The government’s options are clear. It can sit back and let him have his way, as it did during the four month long dharna crisis earlier, neither provoking his supporters nor being provoked by them, and hope their aggressive intent will wither away through fatigue. Or it can take pre-emptive action to arrest PTI leaders and disperse the crowds by mild use of force before they become too big, thereby trying to neutralise Khan’s attempt to incite violence.

The first option is tricky because Imran Khan’s tactics this time are different from those during the earlier confrontation. The dharna was declared “peaceful”. It was static. No attempt was made to precipitate violence by the protestors. Consequently Islamabad did not “shut down” even though business and citizens were “inconvenienced”. But the “shut down” this time suggests a continuous and dynamic game of street scuffles and even battles between police and protestors. The government cannot afford to hand over the capital to the PTI without seeming to lose its legitimate writ to rule. Inevitably, sparks will fly and fires will be ignited, which is Imran Khan’s very objective.

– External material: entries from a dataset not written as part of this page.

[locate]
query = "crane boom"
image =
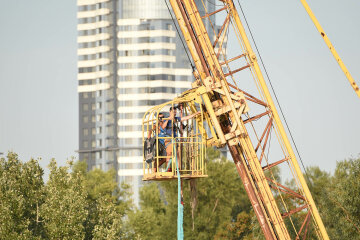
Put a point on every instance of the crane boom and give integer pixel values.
(226, 107)
(331, 47)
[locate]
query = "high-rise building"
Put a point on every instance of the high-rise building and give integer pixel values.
(129, 59)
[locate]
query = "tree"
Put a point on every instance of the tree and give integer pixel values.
(106, 203)
(64, 210)
(239, 229)
(220, 197)
(21, 195)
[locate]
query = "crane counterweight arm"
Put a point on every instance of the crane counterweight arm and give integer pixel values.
(331, 47)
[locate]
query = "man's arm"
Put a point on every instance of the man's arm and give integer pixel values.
(189, 117)
(150, 131)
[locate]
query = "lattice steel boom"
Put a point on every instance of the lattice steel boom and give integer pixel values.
(228, 113)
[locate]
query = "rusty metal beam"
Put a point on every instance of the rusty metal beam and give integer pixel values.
(261, 216)
(232, 59)
(284, 215)
(221, 30)
(303, 225)
(287, 190)
(212, 13)
(275, 164)
(268, 125)
(236, 70)
(256, 117)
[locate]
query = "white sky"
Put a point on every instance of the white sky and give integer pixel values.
(38, 86)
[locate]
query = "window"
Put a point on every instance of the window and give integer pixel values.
(85, 107)
(85, 119)
(85, 131)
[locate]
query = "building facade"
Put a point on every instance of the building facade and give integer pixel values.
(130, 58)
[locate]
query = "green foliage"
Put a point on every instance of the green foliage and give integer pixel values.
(80, 204)
(64, 209)
(104, 199)
(219, 197)
(239, 229)
(73, 204)
(21, 193)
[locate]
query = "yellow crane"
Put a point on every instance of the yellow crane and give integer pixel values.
(231, 116)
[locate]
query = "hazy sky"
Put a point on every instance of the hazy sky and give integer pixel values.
(38, 86)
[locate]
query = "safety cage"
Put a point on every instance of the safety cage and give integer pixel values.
(174, 140)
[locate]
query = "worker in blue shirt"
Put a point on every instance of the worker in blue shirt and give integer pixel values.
(169, 129)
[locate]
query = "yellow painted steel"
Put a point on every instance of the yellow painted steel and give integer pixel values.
(331, 47)
(214, 66)
(278, 122)
(192, 139)
(214, 87)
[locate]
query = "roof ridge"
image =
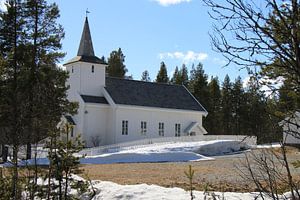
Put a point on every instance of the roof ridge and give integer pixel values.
(148, 82)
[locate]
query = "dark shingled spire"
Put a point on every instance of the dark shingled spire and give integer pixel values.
(86, 51)
(86, 44)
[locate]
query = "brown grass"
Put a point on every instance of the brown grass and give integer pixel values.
(217, 175)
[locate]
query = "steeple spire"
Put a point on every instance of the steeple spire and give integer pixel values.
(86, 44)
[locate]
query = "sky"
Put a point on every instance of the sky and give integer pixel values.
(148, 32)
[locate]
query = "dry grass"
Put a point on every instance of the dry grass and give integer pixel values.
(219, 174)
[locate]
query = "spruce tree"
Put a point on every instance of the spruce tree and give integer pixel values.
(162, 76)
(116, 66)
(180, 77)
(175, 78)
(226, 106)
(31, 83)
(13, 108)
(238, 105)
(198, 84)
(184, 74)
(212, 121)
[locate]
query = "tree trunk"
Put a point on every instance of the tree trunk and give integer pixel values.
(28, 151)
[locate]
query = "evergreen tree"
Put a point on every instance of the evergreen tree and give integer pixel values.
(116, 66)
(180, 77)
(145, 76)
(31, 83)
(184, 75)
(175, 78)
(238, 101)
(12, 107)
(198, 84)
(226, 106)
(212, 121)
(162, 76)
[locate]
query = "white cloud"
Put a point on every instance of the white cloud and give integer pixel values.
(171, 2)
(2, 5)
(219, 61)
(185, 57)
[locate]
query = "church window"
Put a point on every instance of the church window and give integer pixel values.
(72, 131)
(143, 127)
(124, 127)
(177, 130)
(161, 129)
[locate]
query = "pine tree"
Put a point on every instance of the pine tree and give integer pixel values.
(175, 78)
(145, 76)
(238, 102)
(212, 121)
(162, 76)
(31, 82)
(116, 66)
(63, 163)
(180, 77)
(184, 75)
(13, 108)
(226, 106)
(198, 84)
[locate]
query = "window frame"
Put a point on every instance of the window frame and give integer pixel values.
(143, 127)
(161, 129)
(124, 127)
(177, 130)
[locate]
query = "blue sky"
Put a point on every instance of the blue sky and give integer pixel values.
(148, 31)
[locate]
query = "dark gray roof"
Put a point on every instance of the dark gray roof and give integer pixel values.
(86, 44)
(140, 93)
(89, 59)
(86, 51)
(93, 99)
(70, 120)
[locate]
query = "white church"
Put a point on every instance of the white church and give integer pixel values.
(113, 110)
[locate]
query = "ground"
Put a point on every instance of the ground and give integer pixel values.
(220, 174)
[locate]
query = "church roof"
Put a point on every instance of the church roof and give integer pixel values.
(86, 51)
(93, 99)
(140, 93)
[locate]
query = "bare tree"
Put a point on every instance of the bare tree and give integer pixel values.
(262, 37)
(263, 34)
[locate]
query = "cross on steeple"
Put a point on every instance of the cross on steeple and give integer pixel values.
(87, 12)
(86, 45)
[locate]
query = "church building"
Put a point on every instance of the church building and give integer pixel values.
(113, 110)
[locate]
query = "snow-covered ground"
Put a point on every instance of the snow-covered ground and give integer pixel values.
(165, 152)
(109, 190)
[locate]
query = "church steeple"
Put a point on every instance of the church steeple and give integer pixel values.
(86, 44)
(86, 51)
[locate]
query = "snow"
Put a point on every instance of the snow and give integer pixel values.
(267, 146)
(165, 152)
(113, 191)
(169, 152)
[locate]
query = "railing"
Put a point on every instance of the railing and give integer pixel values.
(250, 140)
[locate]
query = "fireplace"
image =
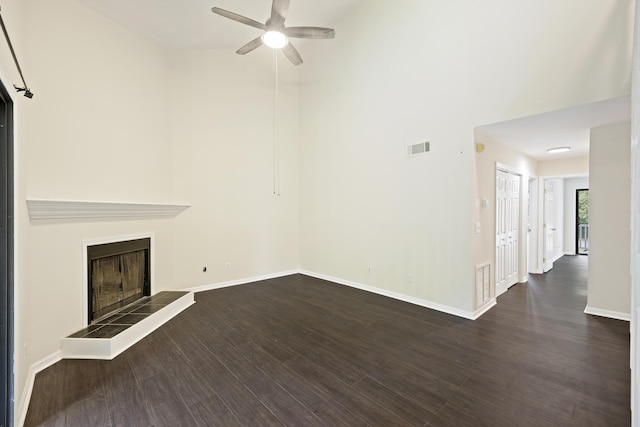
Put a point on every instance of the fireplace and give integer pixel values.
(118, 274)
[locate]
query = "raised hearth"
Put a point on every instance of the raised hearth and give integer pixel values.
(108, 337)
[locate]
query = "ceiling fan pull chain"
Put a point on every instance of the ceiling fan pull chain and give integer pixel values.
(276, 145)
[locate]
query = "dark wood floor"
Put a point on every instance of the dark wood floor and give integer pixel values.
(301, 351)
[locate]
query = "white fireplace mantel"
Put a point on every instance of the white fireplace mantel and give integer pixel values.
(79, 210)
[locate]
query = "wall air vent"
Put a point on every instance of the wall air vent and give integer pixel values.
(417, 149)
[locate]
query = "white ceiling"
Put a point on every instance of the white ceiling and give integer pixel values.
(570, 127)
(191, 24)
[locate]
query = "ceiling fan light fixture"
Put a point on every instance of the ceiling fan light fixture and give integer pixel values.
(275, 39)
(557, 150)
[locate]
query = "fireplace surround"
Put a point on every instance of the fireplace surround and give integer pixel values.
(118, 273)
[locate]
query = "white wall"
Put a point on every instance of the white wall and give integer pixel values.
(223, 149)
(98, 129)
(609, 214)
(570, 167)
(570, 187)
(13, 15)
(445, 68)
(118, 118)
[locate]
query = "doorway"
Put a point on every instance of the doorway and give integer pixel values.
(507, 229)
(582, 222)
(6, 257)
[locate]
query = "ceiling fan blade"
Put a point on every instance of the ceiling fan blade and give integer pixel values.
(279, 12)
(309, 32)
(252, 45)
(238, 18)
(291, 53)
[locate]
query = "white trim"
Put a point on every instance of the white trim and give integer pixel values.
(400, 297)
(85, 271)
(50, 209)
(244, 281)
(488, 306)
(25, 399)
(607, 313)
(108, 348)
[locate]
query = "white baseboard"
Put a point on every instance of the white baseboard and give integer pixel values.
(25, 399)
(244, 281)
(607, 313)
(395, 295)
(488, 306)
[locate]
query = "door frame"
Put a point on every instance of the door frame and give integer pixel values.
(578, 191)
(522, 237)
(6, 257)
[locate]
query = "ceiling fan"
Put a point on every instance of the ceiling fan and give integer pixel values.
(276, 35)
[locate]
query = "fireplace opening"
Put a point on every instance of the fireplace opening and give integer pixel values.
(118, 275)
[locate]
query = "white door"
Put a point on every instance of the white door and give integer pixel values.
(513, 228)
(549, 227)
(507, 229)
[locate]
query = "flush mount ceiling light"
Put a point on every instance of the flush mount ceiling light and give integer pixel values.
(558, 150)
(275, 39)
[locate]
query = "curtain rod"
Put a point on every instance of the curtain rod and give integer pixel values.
(24, 89)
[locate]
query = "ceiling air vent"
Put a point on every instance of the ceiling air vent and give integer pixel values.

The second option is also problematic. To be sure, past governments have used preventive arrests to stall and break the back of budding protest movements, as during the MRD movement in the mid 1980s and Benazir Bhutto’s “long march” from Lahore to Islamabad in the early 1990s. But these tactics were successful because the military establishment of the time was either pro-government or not proactively for the opposition. This time round, however, there is a powerful sense of disaffection in the military with the prime minister, suggesting that the establishment is egging on Imran Khan and wouldn’t mind weakening the prime minister if not seeing his back even if there is no covert conspiracy to seize direct power. Under the circumstances, if pre-emptive arrests spur the protestors instead of quelling them, the government will be on the mat for mishandling the situation and face the wrath of the media and courts. In fact, political parties that have so far refused to clasp hands with Imran, like the PPP and MQM, will then come under pressure to boycott parliament and show solidarity with him, thereby exacerbating the political crisis and precipitating a do-or-die situation in Islamabad.

Clearly, the dye is cast. Prime minister Nawaz Sharif needs to chalk out a fast and decisive strategy to attend to the diverse dimensions of this crisis. These cover Panamaleaks, civil-military relations and national security east and west of Pakistan’s borders.

A winter of discontent is upon us.

Najam Aziz Sethi is a Pakistani journalist, businessman who is also the founder of The Friday Times and Vanguard Books. Previously, as an administrator, he served as Chairman of Pakistan Cricket Board, caretaker Federal Minister of Pakistan and Chief Minister of Punjab, Pakistan.